If successful, such an argument could prove quite formidable. It could alter the very structure of our discourse. For one thing, those who advocate the weapons’ moral acceptability would have to respond with a deontological argument of their own. It is they who carry the onus to show that nuclear weapons are not so terrible after all. For another, one can resolutely challenge, as a mere deflection, any attempt at steering our debate back to the more familiar, consequentialist terrain. Cross-speech of this kind may now be exposed for what it is, and dealt with accordingly.
Re-calibrating the way we argue about nuclear weapons will be neither easy nor swift. With so much at stake, even the staunchest advocate of a nuclear weapons ban may find it difficult to keep deontology and consequentialism neatly apart in his or her own mind.
Such a shift in our moral attitude, however, is not without precedent.
Our condemnation of torture is a case in point. Despite the sporadic objections on account of the so-called “ticking bomb” scenario, most of us now agree that torture is a moral wrong in itself, and that under no circumstances do outcome-based claims ever justify it. Importantly, torture’s inherent immorality remains the same, even if it happens to “work” in this or that particular situation. We reject torture because it robs its victims, who are still fellow human beings, of their very human quality by reducing them to the status of mere instruments for the benefit of the rest of us.
In other words, we hold that even effective torture is too cruel to tolerate. But then, if that is so, why not hold that even that suffering threatened or occasioned by nuclear weapons, which is supposedly “necessary,” is still too cruel to tolerate? And, if that is so, arguably, we may even eliminate the standard of “superfluous injury or unnecessary suffering,” by which today’s international humanitarian law continues to guide itself when dealing with nuclear weapons.
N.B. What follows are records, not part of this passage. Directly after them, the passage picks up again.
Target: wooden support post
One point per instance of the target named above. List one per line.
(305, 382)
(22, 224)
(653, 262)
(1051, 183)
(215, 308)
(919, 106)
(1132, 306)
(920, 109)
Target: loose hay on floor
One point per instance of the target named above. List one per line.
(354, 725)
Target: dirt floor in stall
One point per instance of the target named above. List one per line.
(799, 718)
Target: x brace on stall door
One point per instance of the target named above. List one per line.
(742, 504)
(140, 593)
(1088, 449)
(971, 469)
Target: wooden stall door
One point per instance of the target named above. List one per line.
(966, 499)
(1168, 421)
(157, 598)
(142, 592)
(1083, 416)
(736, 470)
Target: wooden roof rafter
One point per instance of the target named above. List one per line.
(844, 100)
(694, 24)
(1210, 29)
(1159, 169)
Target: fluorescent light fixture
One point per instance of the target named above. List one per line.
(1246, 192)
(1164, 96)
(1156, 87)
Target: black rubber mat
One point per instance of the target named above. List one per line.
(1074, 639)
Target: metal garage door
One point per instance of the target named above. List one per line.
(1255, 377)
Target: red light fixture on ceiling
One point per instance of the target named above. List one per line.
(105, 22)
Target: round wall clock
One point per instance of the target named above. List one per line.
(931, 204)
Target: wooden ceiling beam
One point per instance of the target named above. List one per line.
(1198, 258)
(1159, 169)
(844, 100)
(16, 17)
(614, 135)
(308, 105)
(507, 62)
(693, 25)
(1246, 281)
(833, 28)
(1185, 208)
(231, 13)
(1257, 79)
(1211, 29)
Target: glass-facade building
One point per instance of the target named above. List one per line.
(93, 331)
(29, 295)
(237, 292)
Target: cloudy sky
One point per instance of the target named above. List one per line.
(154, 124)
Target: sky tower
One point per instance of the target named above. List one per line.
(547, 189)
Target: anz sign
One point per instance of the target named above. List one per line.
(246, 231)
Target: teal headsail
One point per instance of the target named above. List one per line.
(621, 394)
Admittedly, our condemnation of torture did not happen overnight. On the contrary, it has evolved gradually and intricately. In medieval times, torture was accepted as an unpleasant yet necessary tool of justice and state power. Statecraft’s subsequent sophistication rendered torture less indispensable. Meanwhile, Enlightenment progressivism embraced human dignity as its centrepiece. Only then did a truly robust moral case against torture gather momentum. And only then did it eventually found torture’s unqualified prohibition that we now take as self-evident.
Excellencies, Distinguished Delegates, Ladies and Gentlemen,
We no longer live in an era when humankind felt compelled to take itself hostage for its own survival. The long shadow of a total, instantaneous annihilation that once stifled our moral creativity is slowly dissipating.
This also makes today an opportune moment to start taking our debate about nuclear weapons into a direction where the morally relevant suffering is suffering per se, rather than suffering that is necessary or unnecessary for this or that purpose. These weapons’ humanitarian impact, a theme on which we have already invested a tremendous amount of interest and now possess a growing body of information, would make a fitting point of departure in this endeavour.
I thank you for your kind attention.